Altogether, all the SVs that were previously detected by either karyotyping or array CGH in the patients from our cohort were readily detected in the mate pair data as based on clustering of discordant pairs and/or DOC analysis (Table 1) with the exception of a balanced whole-arm translocation (patient 25).

Mate pair sequencing defines the precise structure of SVs previously found by array CGH or karyotyping and reveals underlying gene defects

Although array CGH can efficiently detect regions with DNA copy-number changes, it does not provide the precise breakpoint junctions that underlie such changes. This information could be important in determining whether an SV is pathogenic or not. For all rearrangements that were identified based on clustering of discordant mate pairs, we delineated the molecular structure of the rearrangements. This included the genomic architecture of 15 duplications in 9 patients (patients 2–3, 7, 9–13 and 28). In 10 cases, the duplicated segment resulted from non-inverted tandem duplications. This was confirmed in two patients by capillary sequencing (Supplementary Table S3). In patient 9, two seemingly independent duplications on chromosome band 4q34.1 were detected by array CGH. Cluster analysis revealed the complex nature of this rearrangement, pinpointing one single event (Figure 2a). In patient 28, array CGH revealed the presence of three duplications on the long arm of the X chromosome. Mate pair sequencing allowed the direct reconstruction of the genomic architecture of this complex chromosomal rearrangement (Figure 2b), which was confirmed by FISH analysis (Supplementary Figure S4).

Figure 2.

Figure 2

Genomic nature of the duplications observed in patients 9 and 28. (a) Cluster analysis revealed the position of the duplications on chromosome band 4q34.1 in patient 9. (b) The duplications on chromosome X in patient 28 lead to a complex rearrangement, which was resolved by cluster analysis. A microhomology of 2 bp was observed at the first boundary and at the second Alu elements with a similarity of 93% were noted. Clusters of aberrant mates are indicated at the bottom as blue arrows linked together by the dashed lines. The direction of the arrows indicates the orientation of the reads (both experiments were done on the HiSeq).

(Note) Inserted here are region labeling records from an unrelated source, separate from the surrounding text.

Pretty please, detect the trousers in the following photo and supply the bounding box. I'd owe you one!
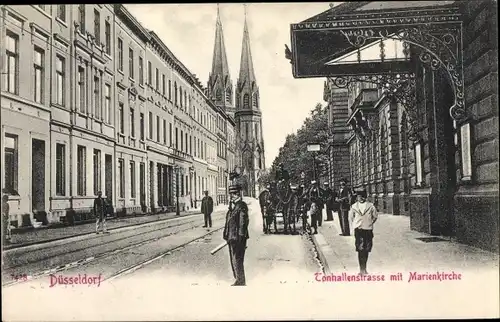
[203,214,212,227]
[339,209,351,236]
[228,239,247,285]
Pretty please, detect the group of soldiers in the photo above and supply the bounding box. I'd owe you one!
[268,163,356,236]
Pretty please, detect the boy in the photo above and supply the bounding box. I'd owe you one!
[350,189,378,275]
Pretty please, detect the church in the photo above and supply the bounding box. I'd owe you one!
[207,6,265,197]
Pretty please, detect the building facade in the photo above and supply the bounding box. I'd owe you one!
[292,1,499,252]
[0,5,234,227]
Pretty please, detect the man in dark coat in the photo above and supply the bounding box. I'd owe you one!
[94,191,108,234]
[336,179,353,236]
[201,191,214,228]
[323,182,335,221]
[222,185,249,286]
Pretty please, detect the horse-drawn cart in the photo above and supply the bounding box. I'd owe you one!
[259,180,302,234]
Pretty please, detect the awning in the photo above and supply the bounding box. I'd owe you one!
[291,1,461,78]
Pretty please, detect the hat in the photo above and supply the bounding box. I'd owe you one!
[229,184,241,193]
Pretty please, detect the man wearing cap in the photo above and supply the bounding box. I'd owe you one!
[201,190,214,228]
[222,185,249,286]
[323,182,335,221]
[94,191,108,234]
[308,180,322,234]
[336,179,352,236]
[350,189,378,275]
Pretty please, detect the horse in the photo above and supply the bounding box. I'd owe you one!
[259,190,277,234]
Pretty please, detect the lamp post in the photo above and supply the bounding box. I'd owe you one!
[307,143,321,181]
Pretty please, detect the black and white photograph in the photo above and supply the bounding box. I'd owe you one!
[0,0,500,321]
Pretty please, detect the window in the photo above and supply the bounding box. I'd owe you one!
[78,4,85,34]
[243,94,250,108]
[76,145,87,196]
[4,134,18,195]
[104,84,111,124]
[168,123,172,146]
[94,9,101,45]
[57,4,66,22]
[163,120,167,145]
[76,66,87,114]
[130,161,136,198]
[156,115,160,142]
[128,48,134,79]
[56,143,66,196]
[94,149,102,196]
[94,76,102,120]
[155,68,160,91]
[139,57,144,85]
[129,108,135,138]
[149,112,153,140]
[174,82,178,106]
[118,103,125,134]
[6,32,19,94]
[104,21,111,55]
[168,79,172,101]
[161,74,165,96]
[33,48,44,103]
[140,113,144,141]
[56,56,65,106]
[148,61,153,85]
[175,128,179,150]
[118,159,125,198]
[118,38,123,71]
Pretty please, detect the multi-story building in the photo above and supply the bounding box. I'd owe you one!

Mate pair sequencing further enabled the refinement of five out of six apparently balanced aberrations (patients 22–24 and 26–27). None of these aberrations showed evidence for gains or losses near the breakpoints after array CGH and DOC analysis. Breakpoints were sequenced by capillary sequencing, revealing microhomology (2–3 bp) and insertions (2–13 bp) at the breakpoints suggestive for nonhomologous end repair as the primary mechanism (Supplementary Table S3). Mate pair sequencing revealed a complex chromosomal rearrangement in patient 27 instead of an apparently balanced translocation, as was apparent based on conventional chromosome analysis. This complex aberration consists of four breakpoints, involving an inversion on chromosome 14 and a translocation between chromosome 2 and 14 (Figure 3).

Figure 3.

Figure 3

Complex rearrangement in patient 27. Cluster analysis reveals a complex chromosomal rearrangement disrupting the NRXN3 and MAPK9 gene.

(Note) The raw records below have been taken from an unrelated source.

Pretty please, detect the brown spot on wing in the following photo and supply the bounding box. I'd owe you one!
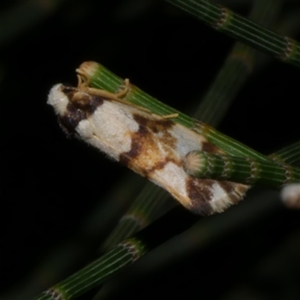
[119,113,180,177]
[58,86,104,136]
[186,176,214,215]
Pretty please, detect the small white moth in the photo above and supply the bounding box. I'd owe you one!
[47,76,248,215]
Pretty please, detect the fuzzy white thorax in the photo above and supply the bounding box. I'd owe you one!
[47,83,69,115]
[47,84,246,214]
[281,183,300,209]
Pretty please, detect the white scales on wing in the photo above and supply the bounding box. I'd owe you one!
[48,80,248,215]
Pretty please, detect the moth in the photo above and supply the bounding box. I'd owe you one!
[47,74,248,215]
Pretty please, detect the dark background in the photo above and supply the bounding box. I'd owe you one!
[0,0,300,299]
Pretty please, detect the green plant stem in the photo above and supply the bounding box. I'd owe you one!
[193,0,281,127]
[77,62,282,166]
[166,0,300,67]
[36,206,199,300]
[185,151,300,189]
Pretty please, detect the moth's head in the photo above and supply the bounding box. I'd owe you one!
[47,83,103,135]
[47,83,69,116]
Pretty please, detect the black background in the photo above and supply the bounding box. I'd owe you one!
[0,0,300,299]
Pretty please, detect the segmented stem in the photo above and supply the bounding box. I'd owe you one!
[166,0,300,66]
[37,238,147,300]
[184,151,300,188]
[36,207,199,300]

In patient 29 and 30, a chromothripsis-like event was observed with array CGH involving, respectively, chromosome 21 and chromosome 18.29 Figure 4 gives an overview of the results for all the detection techniques (ie, conventional karyotyping (panels a and b), array CGH (panels c and d) and mate pair sequencing (panels e and f)) nicely showing that cluster analysis revealed many breakpoint junctions between remote genomic regions on chromosome 21 (patient 29) and chromosome 18 (patient 30; Table 2).

Figure 4.

Figure 4

Chromothripsis-like events in patients 29 and 30. (a, b) Karyogram of patient 29 (a) and patient 30 (b). (c, d) array CGH profile of chromosome 21 (patient 29, c) and chromosome 18 (patient 30, d). (e, f) Cluster and coverage profiles of the rearranged chromosomes. Aberrant clusters are depicted as red arches. Segmental duplications on these chromosomes are shown at the bottom of each profile (ie, segdups).

In 14 patients, cluster analysis enabled the identification of a gene that was disrupted by a balanced rearrangement or a duplication event (Table 1).

No additional pathogenic SVs detected by mate pair sequencing in the ID/MCA patients in our cohort

The third aim of this study was to evaluate the possibility to identify clinically relevant genomic rearrangements beyond the resolution of routine array CGH analysis. To this purpose, we included 20 patients with a ‘chromosomal phenotype' (indicating abnormalities in multiple organs and severe mental retardation) without causal aberration and a normal karyotype. Using a combination of cluster analysis and DOC measurements SVs could be detected. In this context, it is important to define the boundaries (resolution) with which SVs can be detected using the mate pair technology that we use here.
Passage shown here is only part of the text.